Auch die Bayerische Staatsregierung hat den Kampf gegen den Antisemitismus angekündigt. Dabei übernimmt sie eine strittige Antisemitismus-Definition, die Lehrer und Polizisten bei der Einordnung helfen soll, ob eine Aussage über Israel als politische Meinung oder als Antisemitismus gewertet werden soll. Der Bayerische Beauftragte für jüdisches Leben und gegen Antisemitismus beklagt, dass die „fundamentale Kritik am Staat Israel in der öffentlichen Wahrnehmung immer stärker“ werde, und schlägt deshalb eine „ausgewogenere Darstellung des Nahost Konflikts" vor, zum Beispiel einen „Vergleich des deutschen mit dem israelischen Grundgesetz". Dabei hat Israel bis heute keine Verfassung, weil die Religiösen auf der Thora als juristischer Leitlinie bestehen.

Das Ergebnis solcher Maßnahmen zeigt ein Beispiel aus Berlin. Beim Israel-Tag hat ein Israeli gegen die Veranstaltung demonstriert und zum Boykott Israels wegen seiner Politik aufgerufen. Auf Verlangen der DIG wurde er von der Polizei festgenommen und eingesperrt. Wollen wir Zustände wie in Ungarn und Polen?

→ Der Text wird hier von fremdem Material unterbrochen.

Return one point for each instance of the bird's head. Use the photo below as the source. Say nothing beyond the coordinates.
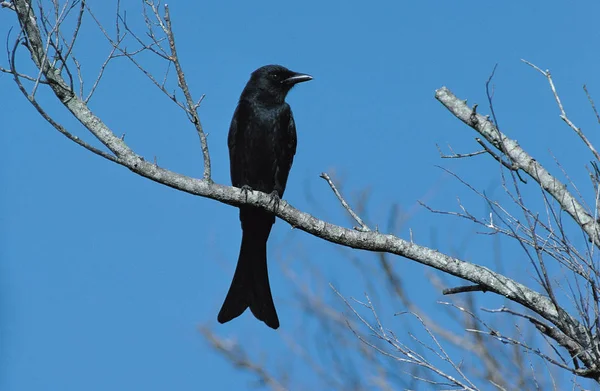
(271, 83)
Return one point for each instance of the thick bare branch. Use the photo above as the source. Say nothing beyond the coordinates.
(521, 159)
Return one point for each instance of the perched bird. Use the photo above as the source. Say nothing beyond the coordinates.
(262, 144)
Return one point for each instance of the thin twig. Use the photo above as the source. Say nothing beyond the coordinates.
(363, 227)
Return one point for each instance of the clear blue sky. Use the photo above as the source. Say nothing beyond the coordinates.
(105, 276)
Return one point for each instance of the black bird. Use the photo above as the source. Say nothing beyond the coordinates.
(262, 144)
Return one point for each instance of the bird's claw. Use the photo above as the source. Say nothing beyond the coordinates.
(275, 200)
(245, 189)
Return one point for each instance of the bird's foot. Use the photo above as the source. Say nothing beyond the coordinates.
(275, 200)
(245, 189)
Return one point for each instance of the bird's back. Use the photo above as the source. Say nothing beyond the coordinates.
(262, 144)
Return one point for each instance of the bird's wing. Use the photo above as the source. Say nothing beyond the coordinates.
(235, 142)
(286, 149)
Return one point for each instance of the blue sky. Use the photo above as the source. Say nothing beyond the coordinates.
(105, 276)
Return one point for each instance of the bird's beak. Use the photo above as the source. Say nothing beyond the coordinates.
(297, 78)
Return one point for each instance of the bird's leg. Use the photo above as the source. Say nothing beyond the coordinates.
(275, 199)
(245, 189)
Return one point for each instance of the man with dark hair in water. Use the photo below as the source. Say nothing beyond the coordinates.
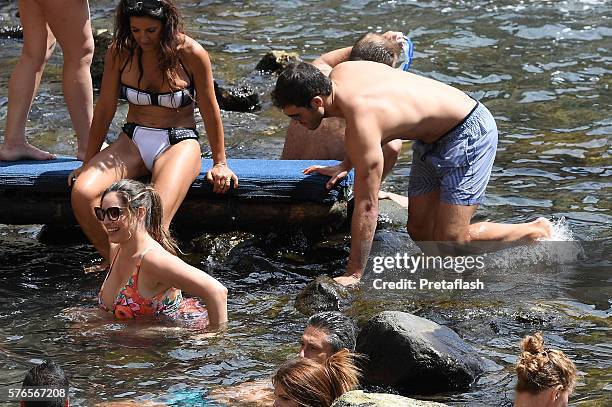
(46, 375)
(327, 141)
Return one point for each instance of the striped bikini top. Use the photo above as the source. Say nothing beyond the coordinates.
(180, 98)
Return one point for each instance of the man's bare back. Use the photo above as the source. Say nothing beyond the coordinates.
(454, 150)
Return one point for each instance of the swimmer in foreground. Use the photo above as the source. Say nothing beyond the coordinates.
(161, 72)
(455, 141)
(145, 276)
(546, 377)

Und damit komme ich zur Frage: Ist Kritik an der israelischen Politik Antisemitismus ja oder nein? Kritik ist nicht nur erlaubt, sie ist notwendig. Nicht die Kritiker der israelischen Politik sind Israels Feinde, sondern seine Unterstützer, die Israel das Gefühl der Narrenfreiheit vermitteln und damit diesen Staat gefährden. Es muss unseren Politikern klar sein, dass sie mit ihrer falsch verstandenen Solidarität zu Komplizen eines ungerechten Regimes geworden sind – wollen sie das wirklich?

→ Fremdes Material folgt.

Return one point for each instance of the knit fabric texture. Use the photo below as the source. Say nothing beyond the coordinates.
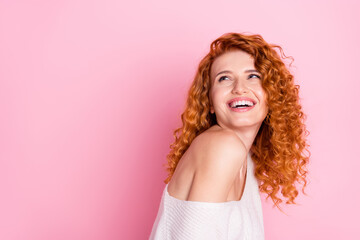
(233, 220)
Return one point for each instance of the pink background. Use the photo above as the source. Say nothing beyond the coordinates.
(91, 91)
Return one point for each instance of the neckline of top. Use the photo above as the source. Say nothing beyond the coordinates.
(248, 167)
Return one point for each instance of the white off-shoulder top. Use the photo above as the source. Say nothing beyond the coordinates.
(192, 220)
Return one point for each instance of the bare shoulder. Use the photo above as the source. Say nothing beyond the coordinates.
(219, 157)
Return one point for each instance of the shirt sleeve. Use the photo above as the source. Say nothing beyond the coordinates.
(197, 220)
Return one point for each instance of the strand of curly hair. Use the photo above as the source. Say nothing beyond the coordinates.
(280, 151)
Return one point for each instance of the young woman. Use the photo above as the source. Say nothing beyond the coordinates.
(243, 132)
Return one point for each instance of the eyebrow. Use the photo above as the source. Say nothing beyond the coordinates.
(246, 71)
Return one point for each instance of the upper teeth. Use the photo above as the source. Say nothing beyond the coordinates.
(243, 102)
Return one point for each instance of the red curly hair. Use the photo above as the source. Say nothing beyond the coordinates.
(279, 150)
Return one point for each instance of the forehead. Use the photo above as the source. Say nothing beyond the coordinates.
(234, 60)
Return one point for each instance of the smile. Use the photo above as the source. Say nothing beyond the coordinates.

Zum Schluss komme ich noch einmal auf den Bundestagbeschluss gegen BDS zurück: Dieser Beschluss zeigt deutlich, wie wenig unsere Politiker den Konflikt zwischen Israelis und Palästinensern verstehen. Warum informieren sie sich nicht bei ihren Beratern, Stiftungen oder den eigenen Vertretungen vor Ort? Kein Wunder, dass Ministerpräsident Netanjahu dem Bundestag gedankt hat, schließlich hat dieser seine Lesart übernommen.

In dem Beschluss, der den Boykott israelischer Waren aus den besetzten Gebieten mit dem Naziaufruf „Kauft nicht bei Juden!" gleichsetzt und damit den Holocaust verharmlost, geht es nicht mehr nur um unsere Meinungs- und Pressefreiheit, sondern auch um den Abbau unserer eigenen Demokratie. Damit schließt sich Deutschland zumindest bei diesem Thema dem Rechtsruck in Europa an.

Ich bin vor 43 Jahren aus Israel auch aus politischen Gründen weggegangen. Jetzt muss ich feststellen, dass mich die Geschichte hier in Deutschland eingeholt hat, und das mit Zustimmung unserer Politiker! Wenn ich nicht davon überzeugt wäre, dass ich für eine gerechte Sache kämpfe, hätte ich schon längst aufgegeben!